The year ended on a strong note with the FTSE All-World Total Return USD Index surging 4.8% in December, while the FTSE World Broad Investment-Grade Bond Index climbed 4.2%.
The most noteworthy event in December was the Federal Open Market Committee (FOMC) meeting, where members kept the federal funds rate unchanged, while economic growth estimates were lifted from 2.1% previously to 2.6% in 2023, with projections for the future changing very little. The recent disinflationary impulse has also led to downward revisions in the Fed’s Personal Consumption Expenditure inflation forecasts from 2023 to 2025 on both a headline and core level (stripping out volatile items such as food and energy prices). This led to a downwardly revised projected path for the federal funds rate compared to the FOMC’s previous forecast. We remain cautious that the futures market continues to price in more cuts relative to the Fed’s dot plot in the coming year.
Given the optimism over deepening rate cut projections and a weaker dollar, gold managed to hit all-time highs in December. Moreover, liquidity dynamics have been shored up through a continued drawdown in reverse repurchase agreements as the US Federal Reserve supports the broad-based recovery in asset prices.
In Asian markets, Japan remained steady over the month as ultra-loose monetary policy conditions combined with a relatively upbeat growth backdrop continue to support asset prices despite inflation remaining above the 2% target level. In China, deflation remains the status quo as economic recovery remains fragile. Accordingly, investors are likely waiting for more tangible evidence of a sustained economic recovery aimed at addressing the debt overhang in the property sector and restoring consumer confidence. Against this backdrop, the credit rating agency Moody’s moved China’s A1 debt rating from stable to negative citing concerns over the costs to revive the property sector and effectively bail out state firms and local government.

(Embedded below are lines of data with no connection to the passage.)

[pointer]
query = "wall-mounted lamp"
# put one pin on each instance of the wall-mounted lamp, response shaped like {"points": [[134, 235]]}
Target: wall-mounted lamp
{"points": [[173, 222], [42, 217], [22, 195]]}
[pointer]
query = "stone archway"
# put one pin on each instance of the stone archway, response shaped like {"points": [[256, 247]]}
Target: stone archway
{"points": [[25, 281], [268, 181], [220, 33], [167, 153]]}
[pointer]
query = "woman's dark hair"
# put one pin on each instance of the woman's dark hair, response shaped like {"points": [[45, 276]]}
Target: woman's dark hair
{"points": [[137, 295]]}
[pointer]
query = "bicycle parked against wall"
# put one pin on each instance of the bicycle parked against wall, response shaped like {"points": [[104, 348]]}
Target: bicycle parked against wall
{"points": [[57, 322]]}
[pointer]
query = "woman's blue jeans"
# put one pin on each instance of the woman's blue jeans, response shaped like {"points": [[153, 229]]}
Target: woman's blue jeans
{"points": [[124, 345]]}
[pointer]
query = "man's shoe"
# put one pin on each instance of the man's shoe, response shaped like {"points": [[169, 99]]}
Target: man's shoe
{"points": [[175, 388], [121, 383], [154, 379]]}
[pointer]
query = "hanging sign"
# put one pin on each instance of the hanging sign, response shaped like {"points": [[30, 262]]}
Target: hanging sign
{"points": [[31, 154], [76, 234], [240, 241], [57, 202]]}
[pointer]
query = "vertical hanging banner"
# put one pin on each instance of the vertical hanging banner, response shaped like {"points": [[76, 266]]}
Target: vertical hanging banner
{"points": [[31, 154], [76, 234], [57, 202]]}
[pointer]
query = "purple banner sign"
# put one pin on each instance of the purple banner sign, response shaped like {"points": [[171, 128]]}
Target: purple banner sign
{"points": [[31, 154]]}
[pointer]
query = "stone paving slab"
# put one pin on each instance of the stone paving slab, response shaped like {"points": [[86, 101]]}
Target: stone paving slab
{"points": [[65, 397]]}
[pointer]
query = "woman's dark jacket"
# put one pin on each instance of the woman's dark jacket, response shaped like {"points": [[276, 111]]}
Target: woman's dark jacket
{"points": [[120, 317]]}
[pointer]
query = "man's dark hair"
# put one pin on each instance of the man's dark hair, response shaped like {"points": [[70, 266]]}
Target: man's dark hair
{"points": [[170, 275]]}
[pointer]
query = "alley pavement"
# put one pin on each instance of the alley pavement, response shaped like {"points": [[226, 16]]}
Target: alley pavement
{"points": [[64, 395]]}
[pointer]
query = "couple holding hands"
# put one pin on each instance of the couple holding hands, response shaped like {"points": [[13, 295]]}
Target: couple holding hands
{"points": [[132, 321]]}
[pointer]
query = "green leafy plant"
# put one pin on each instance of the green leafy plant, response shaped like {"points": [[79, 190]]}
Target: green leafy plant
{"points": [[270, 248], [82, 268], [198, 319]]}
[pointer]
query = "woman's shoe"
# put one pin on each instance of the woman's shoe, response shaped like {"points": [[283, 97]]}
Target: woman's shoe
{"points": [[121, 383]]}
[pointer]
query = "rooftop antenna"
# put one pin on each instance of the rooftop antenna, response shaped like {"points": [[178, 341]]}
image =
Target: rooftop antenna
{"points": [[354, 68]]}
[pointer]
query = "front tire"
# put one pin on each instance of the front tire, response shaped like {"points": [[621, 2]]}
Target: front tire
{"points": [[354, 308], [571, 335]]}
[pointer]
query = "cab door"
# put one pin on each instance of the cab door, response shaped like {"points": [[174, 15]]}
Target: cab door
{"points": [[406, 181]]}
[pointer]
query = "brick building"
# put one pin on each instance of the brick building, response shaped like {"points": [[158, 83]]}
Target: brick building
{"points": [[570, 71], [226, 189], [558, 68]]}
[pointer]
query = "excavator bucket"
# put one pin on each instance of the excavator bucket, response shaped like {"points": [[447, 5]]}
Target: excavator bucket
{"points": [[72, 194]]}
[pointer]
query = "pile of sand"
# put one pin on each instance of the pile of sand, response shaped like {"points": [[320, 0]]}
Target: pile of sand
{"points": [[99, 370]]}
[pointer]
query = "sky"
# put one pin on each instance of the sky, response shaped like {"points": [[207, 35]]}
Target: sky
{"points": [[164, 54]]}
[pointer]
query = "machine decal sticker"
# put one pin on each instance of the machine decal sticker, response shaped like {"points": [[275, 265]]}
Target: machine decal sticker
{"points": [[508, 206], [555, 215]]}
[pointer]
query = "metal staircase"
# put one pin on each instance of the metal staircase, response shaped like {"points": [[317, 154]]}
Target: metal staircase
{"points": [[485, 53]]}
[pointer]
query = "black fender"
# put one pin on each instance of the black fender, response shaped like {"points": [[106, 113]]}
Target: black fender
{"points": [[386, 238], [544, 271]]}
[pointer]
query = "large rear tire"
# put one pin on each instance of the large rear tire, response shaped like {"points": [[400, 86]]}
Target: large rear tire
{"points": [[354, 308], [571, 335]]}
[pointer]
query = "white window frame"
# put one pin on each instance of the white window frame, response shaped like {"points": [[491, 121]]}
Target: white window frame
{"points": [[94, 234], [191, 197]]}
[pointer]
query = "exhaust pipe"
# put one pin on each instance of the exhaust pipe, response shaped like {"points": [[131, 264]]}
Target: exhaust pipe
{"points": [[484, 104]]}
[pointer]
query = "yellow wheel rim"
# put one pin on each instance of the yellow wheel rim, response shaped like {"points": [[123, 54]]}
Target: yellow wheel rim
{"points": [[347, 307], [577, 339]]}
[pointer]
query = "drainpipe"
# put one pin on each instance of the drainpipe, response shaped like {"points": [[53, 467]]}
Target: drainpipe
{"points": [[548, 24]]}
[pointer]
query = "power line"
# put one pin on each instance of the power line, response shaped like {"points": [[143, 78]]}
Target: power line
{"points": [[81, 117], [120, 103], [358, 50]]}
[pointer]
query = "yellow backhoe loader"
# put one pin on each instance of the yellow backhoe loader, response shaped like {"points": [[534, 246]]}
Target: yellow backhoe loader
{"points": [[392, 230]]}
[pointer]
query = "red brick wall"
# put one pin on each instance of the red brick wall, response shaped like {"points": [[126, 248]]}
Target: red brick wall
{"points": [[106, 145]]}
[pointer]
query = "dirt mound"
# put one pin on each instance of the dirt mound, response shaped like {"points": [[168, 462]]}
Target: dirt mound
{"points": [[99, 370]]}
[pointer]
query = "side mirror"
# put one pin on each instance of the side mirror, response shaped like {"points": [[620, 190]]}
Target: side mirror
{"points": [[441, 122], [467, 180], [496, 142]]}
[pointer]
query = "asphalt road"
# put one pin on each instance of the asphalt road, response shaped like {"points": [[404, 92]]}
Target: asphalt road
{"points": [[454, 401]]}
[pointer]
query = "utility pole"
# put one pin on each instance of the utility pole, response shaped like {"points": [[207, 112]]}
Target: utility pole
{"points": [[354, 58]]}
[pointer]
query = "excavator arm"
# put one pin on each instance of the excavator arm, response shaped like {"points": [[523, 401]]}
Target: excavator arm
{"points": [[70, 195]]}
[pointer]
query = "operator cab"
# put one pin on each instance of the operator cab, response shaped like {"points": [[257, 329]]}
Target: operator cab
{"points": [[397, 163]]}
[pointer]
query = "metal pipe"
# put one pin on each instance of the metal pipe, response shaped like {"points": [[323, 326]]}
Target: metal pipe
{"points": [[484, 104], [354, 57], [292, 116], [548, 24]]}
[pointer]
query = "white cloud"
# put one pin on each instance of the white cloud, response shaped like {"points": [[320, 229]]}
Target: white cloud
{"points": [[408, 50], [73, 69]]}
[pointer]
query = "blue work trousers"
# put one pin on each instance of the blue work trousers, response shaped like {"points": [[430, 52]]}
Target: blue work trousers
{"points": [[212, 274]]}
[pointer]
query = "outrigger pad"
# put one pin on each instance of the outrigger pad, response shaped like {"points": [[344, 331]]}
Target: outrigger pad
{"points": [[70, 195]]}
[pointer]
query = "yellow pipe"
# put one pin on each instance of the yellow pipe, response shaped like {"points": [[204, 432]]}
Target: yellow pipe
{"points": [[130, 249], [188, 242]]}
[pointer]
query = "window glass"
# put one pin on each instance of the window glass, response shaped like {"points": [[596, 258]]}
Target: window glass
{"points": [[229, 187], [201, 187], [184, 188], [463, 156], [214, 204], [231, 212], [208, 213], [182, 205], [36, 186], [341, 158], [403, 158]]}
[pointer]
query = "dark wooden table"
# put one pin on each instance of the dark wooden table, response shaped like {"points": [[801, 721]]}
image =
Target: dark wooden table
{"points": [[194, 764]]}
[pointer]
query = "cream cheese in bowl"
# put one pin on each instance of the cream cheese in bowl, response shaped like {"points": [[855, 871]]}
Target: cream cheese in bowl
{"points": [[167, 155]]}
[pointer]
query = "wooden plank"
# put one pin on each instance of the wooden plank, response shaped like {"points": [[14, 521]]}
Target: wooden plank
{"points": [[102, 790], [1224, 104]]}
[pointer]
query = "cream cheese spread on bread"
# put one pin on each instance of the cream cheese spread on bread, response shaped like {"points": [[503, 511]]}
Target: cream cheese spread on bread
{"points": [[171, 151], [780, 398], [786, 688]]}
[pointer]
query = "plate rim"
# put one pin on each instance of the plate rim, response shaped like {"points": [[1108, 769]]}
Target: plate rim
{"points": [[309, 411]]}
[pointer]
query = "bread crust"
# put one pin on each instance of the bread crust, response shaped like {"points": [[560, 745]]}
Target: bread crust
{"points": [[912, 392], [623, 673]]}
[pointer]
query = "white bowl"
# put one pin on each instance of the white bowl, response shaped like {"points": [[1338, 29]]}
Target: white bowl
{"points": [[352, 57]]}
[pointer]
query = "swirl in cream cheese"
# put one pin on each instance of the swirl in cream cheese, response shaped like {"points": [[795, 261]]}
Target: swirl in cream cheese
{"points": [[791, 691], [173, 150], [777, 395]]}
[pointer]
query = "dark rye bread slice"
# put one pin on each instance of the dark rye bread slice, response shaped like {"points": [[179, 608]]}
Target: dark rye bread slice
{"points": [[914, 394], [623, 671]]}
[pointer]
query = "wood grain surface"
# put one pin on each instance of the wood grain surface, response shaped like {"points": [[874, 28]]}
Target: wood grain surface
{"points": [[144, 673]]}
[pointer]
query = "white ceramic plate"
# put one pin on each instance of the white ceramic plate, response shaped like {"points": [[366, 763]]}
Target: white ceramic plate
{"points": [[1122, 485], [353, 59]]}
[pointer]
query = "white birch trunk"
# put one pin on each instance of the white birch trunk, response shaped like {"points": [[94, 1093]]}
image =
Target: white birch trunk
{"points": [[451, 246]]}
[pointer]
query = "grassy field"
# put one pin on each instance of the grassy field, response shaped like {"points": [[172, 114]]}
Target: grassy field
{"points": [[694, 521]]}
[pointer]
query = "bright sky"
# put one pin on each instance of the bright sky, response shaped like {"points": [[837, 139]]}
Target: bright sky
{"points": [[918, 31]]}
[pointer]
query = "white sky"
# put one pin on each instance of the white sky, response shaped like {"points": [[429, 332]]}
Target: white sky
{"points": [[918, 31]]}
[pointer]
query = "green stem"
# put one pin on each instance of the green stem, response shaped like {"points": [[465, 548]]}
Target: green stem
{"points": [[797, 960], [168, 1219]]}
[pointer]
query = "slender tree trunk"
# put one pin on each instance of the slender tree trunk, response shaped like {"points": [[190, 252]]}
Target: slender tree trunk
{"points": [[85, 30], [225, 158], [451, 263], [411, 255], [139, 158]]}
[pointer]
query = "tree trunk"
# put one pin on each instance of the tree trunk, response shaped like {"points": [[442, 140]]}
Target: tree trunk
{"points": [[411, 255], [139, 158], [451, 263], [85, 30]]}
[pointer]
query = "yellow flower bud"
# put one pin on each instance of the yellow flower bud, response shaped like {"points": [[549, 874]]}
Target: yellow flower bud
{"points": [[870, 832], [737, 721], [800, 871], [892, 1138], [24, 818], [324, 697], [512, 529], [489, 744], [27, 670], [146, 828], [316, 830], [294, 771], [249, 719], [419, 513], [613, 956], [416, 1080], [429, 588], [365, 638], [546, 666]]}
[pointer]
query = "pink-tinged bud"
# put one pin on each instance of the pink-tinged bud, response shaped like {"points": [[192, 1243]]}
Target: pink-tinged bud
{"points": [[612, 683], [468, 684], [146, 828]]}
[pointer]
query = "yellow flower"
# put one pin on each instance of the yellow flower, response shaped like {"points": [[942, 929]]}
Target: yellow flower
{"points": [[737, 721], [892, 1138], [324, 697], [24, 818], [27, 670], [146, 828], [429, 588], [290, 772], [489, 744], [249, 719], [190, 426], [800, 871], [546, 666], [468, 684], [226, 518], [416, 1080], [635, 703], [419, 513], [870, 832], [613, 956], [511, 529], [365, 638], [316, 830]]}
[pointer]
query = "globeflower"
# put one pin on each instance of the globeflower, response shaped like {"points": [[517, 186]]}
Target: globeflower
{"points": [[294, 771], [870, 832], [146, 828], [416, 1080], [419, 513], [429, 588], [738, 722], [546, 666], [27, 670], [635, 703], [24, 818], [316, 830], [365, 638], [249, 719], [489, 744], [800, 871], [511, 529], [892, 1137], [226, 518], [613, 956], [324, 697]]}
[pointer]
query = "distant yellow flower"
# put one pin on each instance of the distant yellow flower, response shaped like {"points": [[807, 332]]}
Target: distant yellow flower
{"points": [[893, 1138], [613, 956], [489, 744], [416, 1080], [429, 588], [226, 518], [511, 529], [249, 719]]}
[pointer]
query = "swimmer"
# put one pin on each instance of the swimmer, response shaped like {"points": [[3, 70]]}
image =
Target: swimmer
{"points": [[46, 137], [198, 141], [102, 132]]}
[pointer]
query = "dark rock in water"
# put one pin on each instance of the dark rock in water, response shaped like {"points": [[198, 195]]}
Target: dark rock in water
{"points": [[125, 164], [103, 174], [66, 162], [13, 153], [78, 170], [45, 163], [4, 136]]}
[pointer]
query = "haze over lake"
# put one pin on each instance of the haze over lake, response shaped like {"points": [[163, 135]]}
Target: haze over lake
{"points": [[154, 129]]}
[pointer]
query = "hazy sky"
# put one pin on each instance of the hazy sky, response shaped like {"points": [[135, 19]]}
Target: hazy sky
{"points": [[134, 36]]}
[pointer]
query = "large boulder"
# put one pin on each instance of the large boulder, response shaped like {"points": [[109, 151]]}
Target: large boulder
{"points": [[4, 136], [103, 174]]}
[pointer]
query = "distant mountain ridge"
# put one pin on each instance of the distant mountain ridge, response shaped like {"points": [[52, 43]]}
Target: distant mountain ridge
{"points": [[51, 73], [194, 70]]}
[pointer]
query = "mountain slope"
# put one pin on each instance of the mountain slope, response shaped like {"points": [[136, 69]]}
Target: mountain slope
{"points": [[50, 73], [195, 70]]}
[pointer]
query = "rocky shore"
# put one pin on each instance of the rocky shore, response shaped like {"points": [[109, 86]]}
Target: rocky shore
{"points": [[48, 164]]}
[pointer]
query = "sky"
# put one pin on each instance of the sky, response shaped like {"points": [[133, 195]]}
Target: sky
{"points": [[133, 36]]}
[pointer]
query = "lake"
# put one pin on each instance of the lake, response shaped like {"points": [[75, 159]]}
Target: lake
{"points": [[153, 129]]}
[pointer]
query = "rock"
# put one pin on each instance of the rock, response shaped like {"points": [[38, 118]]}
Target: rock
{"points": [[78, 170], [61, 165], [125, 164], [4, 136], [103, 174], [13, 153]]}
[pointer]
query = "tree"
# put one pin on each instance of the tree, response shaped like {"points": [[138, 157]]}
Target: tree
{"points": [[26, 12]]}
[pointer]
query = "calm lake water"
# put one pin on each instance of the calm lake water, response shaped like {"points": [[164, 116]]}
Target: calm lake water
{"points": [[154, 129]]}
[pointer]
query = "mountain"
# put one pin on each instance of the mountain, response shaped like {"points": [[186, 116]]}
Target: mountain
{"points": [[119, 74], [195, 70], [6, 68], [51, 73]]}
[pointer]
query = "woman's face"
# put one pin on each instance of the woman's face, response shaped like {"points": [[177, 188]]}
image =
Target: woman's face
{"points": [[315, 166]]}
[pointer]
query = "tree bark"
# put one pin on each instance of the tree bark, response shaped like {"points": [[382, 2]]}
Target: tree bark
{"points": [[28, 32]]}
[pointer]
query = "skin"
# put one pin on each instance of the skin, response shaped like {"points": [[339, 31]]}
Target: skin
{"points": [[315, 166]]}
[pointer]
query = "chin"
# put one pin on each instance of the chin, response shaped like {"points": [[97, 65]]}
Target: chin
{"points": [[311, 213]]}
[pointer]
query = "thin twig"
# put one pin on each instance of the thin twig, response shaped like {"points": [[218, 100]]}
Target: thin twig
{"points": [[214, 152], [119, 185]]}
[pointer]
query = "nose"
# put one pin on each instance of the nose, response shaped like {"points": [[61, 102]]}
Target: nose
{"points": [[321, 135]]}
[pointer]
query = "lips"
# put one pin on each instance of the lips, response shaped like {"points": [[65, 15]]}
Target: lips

Heading into 2024, investors are optimistic, particularly in the US, pricing in a double-digit earnings recovery in the S&P 500 for this year and next. While this is certainly welcomed, we remain positioned in selected opportunities within our internal equity building blocks consisting primarily of Ashburton’s Global Leaders Equity and Global Equity Growth Funds. Themes such as the emergence of Artificial Intelligence (AI) and the potential recovery in China are on our radar.
During December, a new position was established in Nvidia in the Global Leaders Equity Fund that has been a long-standing position in our Global Equity Growth Fund. While the company’s shares were the best performing shares in the S&P500 last year, the share price has increased at a much lower rate relative to several operating metrics such as profit. This has resulted in the shares now meeting the valuation criteria for the Global Leaders strategy. Accordingly, the Global Equity Team believes that there remains a long runway for growth in demand of the chips that Nvidia designs to run AI applications.
One area of the global equity market that has been left behind generally is China. The knock-on impacts of the property sector bust on the domestic economy are relatively well understood. However, international investors continue to struggle with the gauntlet of regulations and a changing operating environment for companies. Overall, multiples are generally low in the country and international investors are generally very underweight in the region. We remain cautious with our asset allocation sizing toward China but are aware that both investor positioning and multiples historically change rapidly once confidence returns.
The coming year will be another huge year for geopolitics, with a record number of elections being held globally. Inflation remains among the most important variables for investors to watch, given it tends to drive the central banks’ decision makers who raise or lower global liquidity levels, which affect investment markets. Overall, we continue to look for reasonably priced high-quality companies that are compounding their intrinsic value.
On the fixed income side, the Fed have signalled their intent to slash the federal funds rate in the coming years, amid the disinflationary impulse registered more recently. Accordingly, we have begun to add more fixed-income exposure in the multi-asset funds. However, the market has priced in deeper cuts than what committee members have articulated in their dot plot. Moreover, the labour market remains tight and is some distance from what would likely create a scenario of deeper rate cuts, than what is originally forecast. We maintain some allocation to T-bills as they still remain attractive with a yield north of 5% compared to most sovereign bond curves.
The USD Global Growth and Balanced Fund climbed 4.8% and 4.3% compared to their Morningstar peers which increased 4.2% and 3.9% respectively. This can largely be credited to a higher equity allocation over the month and a strong rebound in one of our internal equities building blocks - the Global Equity Growth Fund. We have begun to selectively add more duration in the fixed income allocation to the funds but remain cautious over deepening rate cuts priced in by the futures curve beyond the Fed’s own dot plot.